Siren Song of Pop Culture
Politicians have been wary of appearing on non-political entertainment-based television programs ever since presidential candidate Richard Nixon agreed to appear on Rowan and Martin's Laugh-In in 1968 and his opponent, Hubert Humprey, declined. (Humphrey later acknowledged he made a mistake, as Nixon went on to win the White House later that year.) Governor Bill Clinton gained a great deal of attention after appearing on the Arsenio Hall Show and playing his saxophone - a move that many feel turned his presidential campaign around and led to his election in 1992.
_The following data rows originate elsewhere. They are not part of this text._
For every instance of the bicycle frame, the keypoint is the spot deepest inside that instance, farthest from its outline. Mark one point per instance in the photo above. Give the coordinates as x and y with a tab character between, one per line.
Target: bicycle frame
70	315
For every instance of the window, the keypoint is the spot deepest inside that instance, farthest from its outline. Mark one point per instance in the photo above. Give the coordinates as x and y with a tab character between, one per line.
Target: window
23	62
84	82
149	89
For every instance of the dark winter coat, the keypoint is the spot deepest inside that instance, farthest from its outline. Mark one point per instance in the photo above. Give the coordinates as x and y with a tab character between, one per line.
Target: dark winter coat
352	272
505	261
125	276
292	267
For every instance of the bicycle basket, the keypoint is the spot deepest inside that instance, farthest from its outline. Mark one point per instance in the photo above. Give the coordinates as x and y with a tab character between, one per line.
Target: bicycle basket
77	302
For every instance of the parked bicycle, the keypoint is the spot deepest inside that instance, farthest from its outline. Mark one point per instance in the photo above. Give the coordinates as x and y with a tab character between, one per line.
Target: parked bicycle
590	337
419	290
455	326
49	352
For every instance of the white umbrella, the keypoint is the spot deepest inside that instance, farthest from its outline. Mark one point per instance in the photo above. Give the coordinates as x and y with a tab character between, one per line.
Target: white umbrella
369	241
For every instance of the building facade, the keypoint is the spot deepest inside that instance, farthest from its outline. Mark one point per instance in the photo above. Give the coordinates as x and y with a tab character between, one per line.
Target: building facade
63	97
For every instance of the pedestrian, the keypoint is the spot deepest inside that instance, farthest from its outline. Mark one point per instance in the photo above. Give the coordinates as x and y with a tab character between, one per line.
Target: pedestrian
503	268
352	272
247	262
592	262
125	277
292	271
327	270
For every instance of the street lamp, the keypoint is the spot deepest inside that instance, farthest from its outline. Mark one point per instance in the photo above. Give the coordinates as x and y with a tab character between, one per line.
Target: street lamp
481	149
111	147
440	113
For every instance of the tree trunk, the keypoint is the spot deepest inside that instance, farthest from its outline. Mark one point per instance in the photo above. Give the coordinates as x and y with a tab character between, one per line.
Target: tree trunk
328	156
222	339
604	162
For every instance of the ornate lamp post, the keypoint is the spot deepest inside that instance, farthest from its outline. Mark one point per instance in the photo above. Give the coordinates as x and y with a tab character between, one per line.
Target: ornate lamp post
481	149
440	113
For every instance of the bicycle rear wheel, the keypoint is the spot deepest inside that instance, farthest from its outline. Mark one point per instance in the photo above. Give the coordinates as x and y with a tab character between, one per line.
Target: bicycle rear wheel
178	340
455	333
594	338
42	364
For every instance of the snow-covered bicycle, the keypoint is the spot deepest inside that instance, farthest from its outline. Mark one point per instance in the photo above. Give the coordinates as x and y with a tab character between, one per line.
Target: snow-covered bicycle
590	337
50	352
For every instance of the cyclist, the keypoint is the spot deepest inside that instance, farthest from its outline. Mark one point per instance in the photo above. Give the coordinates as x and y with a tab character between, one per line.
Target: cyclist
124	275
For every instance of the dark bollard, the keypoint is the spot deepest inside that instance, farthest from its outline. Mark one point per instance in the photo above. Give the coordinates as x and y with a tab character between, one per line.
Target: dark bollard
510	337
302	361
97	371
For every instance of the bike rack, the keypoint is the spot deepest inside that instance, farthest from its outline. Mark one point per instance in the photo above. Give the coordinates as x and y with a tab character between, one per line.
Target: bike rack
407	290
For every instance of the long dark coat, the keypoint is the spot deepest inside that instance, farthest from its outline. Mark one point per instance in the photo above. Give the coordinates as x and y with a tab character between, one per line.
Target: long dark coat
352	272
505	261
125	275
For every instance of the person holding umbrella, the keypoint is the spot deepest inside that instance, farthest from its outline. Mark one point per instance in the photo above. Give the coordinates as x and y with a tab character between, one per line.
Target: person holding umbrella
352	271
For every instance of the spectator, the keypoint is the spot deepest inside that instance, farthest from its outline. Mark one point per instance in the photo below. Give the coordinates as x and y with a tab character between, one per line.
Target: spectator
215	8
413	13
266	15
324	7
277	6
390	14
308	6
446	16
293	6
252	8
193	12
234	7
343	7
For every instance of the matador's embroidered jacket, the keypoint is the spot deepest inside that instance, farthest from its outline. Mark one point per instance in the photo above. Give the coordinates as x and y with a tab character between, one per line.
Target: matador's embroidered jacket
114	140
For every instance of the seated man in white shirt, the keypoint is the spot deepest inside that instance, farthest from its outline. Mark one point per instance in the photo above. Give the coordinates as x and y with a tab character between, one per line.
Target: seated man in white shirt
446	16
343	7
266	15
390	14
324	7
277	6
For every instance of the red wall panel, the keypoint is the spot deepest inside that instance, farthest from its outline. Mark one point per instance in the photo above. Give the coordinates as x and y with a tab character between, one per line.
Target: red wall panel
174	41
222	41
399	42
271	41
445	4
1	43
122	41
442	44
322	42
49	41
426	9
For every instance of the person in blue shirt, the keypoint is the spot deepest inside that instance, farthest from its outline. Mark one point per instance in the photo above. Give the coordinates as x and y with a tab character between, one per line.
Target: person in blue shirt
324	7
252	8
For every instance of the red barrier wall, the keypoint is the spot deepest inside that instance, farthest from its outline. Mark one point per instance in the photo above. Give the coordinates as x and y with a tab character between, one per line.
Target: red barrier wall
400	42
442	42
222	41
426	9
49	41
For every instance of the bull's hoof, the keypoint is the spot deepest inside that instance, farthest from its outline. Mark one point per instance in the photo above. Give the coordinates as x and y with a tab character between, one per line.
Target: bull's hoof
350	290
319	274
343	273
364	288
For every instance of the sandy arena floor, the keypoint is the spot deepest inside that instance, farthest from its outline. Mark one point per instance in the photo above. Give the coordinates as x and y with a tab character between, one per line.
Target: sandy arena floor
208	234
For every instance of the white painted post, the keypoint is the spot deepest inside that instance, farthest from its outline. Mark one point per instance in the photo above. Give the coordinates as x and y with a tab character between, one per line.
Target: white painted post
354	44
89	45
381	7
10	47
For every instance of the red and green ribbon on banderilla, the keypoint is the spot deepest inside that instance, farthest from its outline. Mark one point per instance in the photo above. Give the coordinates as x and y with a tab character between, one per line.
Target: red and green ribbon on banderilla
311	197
The siren song of pop culture and the lure of TV talk shows is tempting for any candidate. But it can backfire, as Palin's running mate John McCain realized when he cancelled an appearance on the David Letterman Show. And with Palin's appearance sandwiched between sketches of grown men calling each other "fartface" and doing inappropriate things with a ping pong ball, the wisdom of her participation is further called into question.
Even the woman who parodies her, Emmy-award winner Tina Fey, was quoted by the Los Angeles Times as having said this about Palin: "If she wins, I’m done. I can’t do that for four years. And by 'I'm done,' I mean I'm leaving Earth."
Should Have Said "Thanks, But No Thanks"
Looking at the larger picture, Palin's decision to come on Saturday Night Live was problematic on many levels. Her appearance did not enhance her image; it did not engender respect for the role of President of the United States; it promoted a sexist portrayal of her as 'hot'; and it seemed like one more bad decision of the McCain campaign coming on the heels of his 'Joe the Plumber' misstep at the final presidential debate.
So why did she do it? Perhaps this small anecdote from Newsday explains why:
During an interview with WWOR/9's Brenda Blackmon yesterday, Palin said of her appearance, "We need more of these days. When it is just fun, I would do it again."Governor Sarah Palin may have been talking about her time spent on Saturday Night Live, but her comments could just as easily have referenced her vice presidential campaign. Despite all her gaffes and mistakes, Palin - with her husband Todd and five children in tow - appears to have had a lot of fun in her ten-week stint as America's Pit Bull With Lipstick. Whether or not the Republican Party and die-hard supporters will allow her to 'do it again' in the 2012 race is another matter.